C’est afin de mieux l’appréhender qu’un Observatoire des pêches côtières a été mis sur pied il y a quatre ans. Son rôle ? Collecter et centraliser les informations existantes, améliorer et analyser les données et proposer des indicateurs utiles au pilotage des pêches, qu’elles se fassent à pied, en apnée, au filet ou à la ligne.

L’objectif poursuivi est de « gérer les ressources et les hommes et femmes qui les pêchent », avance Matthieu Juncker, coordinateur régional des pêches côtières de PROTEGE à la Communauté du Pacifique (CPS). Afin que « tout le monde puisse continuer à vivre de la mer », ajoute Pablo Chavance, ingénieur pôle marin à l’Adecal Technopole. D’où l’intérêt de connaître « l’intensité de la pêche » et « d’aider les collectivités à améliorer leur mode de gestion ».

PILOTER À L’ÉCHELON LOCAL

Dans le cadre de ses travaux, l’Observatoire a porté une attention particulière sur les espèces à enjeux, en vue d’assurer la durabilité des stocks. « On sait qu’il faut faire attention aux crabes de palétuvier, aux espèces profondes comme le vivaneau, aux holothuries, aux perroquets à bosse, aux langoustes et aux poissons de récif », liste Pablo Chavance.

L’ingénieur a également accompagné les collectivités dans leur volonté de piloter à un échelon plus local. Cela permet d’être plus pertinent en fonction de ce qui est pêché, comment, où, de l’état de la ressource et du nombre de pratiquants. Résultat, « la relation entre les acteurs s’est améliorée et les pêcheurs sont plus impliqués dans les actions de gestion. Ils récupèrent les données de terrain et constatent à quoi cela sert, particulièrement dans le maintien de leur activité ».

Alors que PROTEGE touche à sa fin, l’enjeu est maintenant de trouver les moyens financiers pour pérenniser l’Observatoire. Car la tâche n’est pas achevée. Contrairement à la pêche professionnelle, l’activité non commerciale « est mal suivie » et pas assez encadrée. Pablo Chavance estime aussi qu’il serait pertinent que le comité de gestion territorial consacré aux holothuries aille plus loin au niveau de la réglementation.

Aujourd’hui, 2 espèces sur 14 sont gérées par quota.
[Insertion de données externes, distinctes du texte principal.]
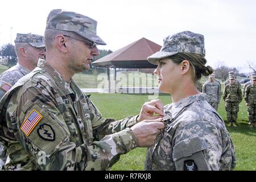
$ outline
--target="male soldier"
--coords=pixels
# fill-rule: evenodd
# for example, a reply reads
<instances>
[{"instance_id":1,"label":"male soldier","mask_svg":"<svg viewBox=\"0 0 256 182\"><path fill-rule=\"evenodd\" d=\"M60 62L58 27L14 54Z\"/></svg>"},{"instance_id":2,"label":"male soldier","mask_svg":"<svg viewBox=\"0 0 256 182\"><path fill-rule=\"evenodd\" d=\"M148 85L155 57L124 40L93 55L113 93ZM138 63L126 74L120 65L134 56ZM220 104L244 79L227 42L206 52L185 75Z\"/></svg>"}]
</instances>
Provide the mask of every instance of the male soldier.
<instances>
[{"instance_id":1,"label":"male soldier","mask_svg":"<svg viewBox=\"0 0 256 182\"><path fill-rule=\"evenodd\" d=\"M210 75L209 79L209 81L207 81L203 85L203 93L207 94L207 101L217 111L221 90L220 84L214 81L214 75Z\"/></svg>"},{"instance_id":2,"label":"male soldier","mask_svg":"<svg viewBox=\"0 0 256 182\"><path fill-rule=\"evenodd\" d=\"M241 84L239 82L239 81L236 79L236 74L233 71L231 71L231 72L229 72L229 77L230 77L230 76L233 76L234 77L235 84L238 85L239 87L241 88ZM230 83L229 79L226 80L224 82L224 86L229 83Z\"/></svg>"},{"instance_id":3,"label":"male soldier","mask_svg":"<svg viewBox=\"0 0 256 182\"><path fill-rule=\"evenodd\" d=\"M19 78L36 67L38 59L43 58L44 54L45 45L43 36L17 34L14 42L18 63L0 75L0 99ZM3 168L6 159L6 152L3 146L0 146L0 169Z\"/></svg>"},{"instance_id":4,"label":"male soldier","mask_svg":"<svg viewBox=\"0 0 256 182\"><path fill-rule=\"evenodd\" d=\"M164 127L154 117L163 115L159 101L143 105L138 116L105 119L72 79L100 54L96 44L106 44L96 27L96 20L74 12L49 14L46 60L40 59L0 102L6 169L108 169L121 154L154 144ZM142 121L148 119L155 119Z\"/></svg>"},{"instance_id":5,"label":"male soldier","mask_svg":"<svg viewBox=\"0 0 256 182\"><path fill-rule=\"evenodd\" d=\"M250 127L255 127L256 123L256 76L251 77L252 84L245 88L245 100L248 107Z\"/></svg>"},{"instance_id":6,"label":"male soldier","mask_svg":"<svg viewBox=\"0 0 256 182\"><path fill-rule=\"evenodd\" d=\"M250 81L246 82L244 85L243 85L243 97L245 97L245 89L246 88L246 86L248 86L249 85L252 84L253 84L253 80L252 80L252 77L253 76L255 76L255 73L252 73L251 74L250 74L249 76L249 78L250 78Z\"/></svg>"},{"instance_id":7,"label":"male soldier","mask_svg":"<svg viewBox=\"0 0 256 182\"><path fill-rule=\"evenodd\" d=\"M235 84L234 76L229 76L229 84L224 87L223 99L228 118L228 126L237 127L236 123L237 113L239 111L239 104L242 100L242 91L238 85Z\"/></svg>"},{"instance_id":8,"label":"male soldier","mask_svg":"<svg viewBox=\"0 0 256 182\"><path fill-rule=\"evenodd\" d=\"M244 85L243 85L243 97L245 97L245 89L246 88L246 87L253 84L253 80L252 78L254 76L255 76L255 73L252 73L251 74L250 74L249 76L249 78L250 78L250 81L247 81L247 82L246 82ZM250 122L250 121L249 121L248 122L248 125L251 125L251 122Z\"/></svg>"},{"instance_id":9,"label":"male soldier","mask_svg":"<svg viewBox=\"0 0 256 182\"><path fill-rule=\"evenodd\" d=\"M196 82L196 88L197 89L197 90L199 91L200 92L202 92L203 85L199 80L198 80Z\"/></svg>"},{"instance_id":10,"label":"male soldier","mask_svg":"<svg viewBox=\"0 0 256 182\"><path fill-rule=\"evenodd\" d=\"M215 76L215 72L213 72L213 73L212 74L213 75L213 76ZM221 90L221 84L220 81L216 79L215 76L214 76L214 81L217 82L220 85L220 90Z\"/></svg>"}]
</instances>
Il faudrait que toutes soient concernées afin de « limiter les quantités capturées pour que cette pratique puisse perdurer dans le temps ». L’ingénieur souhaiterait aussi que ce type de comité soit utilisé pour d’autres ressources.

Si la pêche côtière contribue à faire vivre une filière économique, une grosse partie de l’activité, vivrière, permet de nourrir les familles.© CPS

DES SORTIES EN MER PLUS COURTES AVEC EL NIÑO

Autre volet largement abordé, les conséquences du changement climatique sur la profession et la façon de s’y adapter. Virginie Duvat, experte invitée en qualité de professeure de géographie spécialiste des îles tropicales et autrice d’un chapitre du 6e rapport du Giec, a été marquée par les nombreux témoignages sur les conséquences déjà palpables du réchauffement.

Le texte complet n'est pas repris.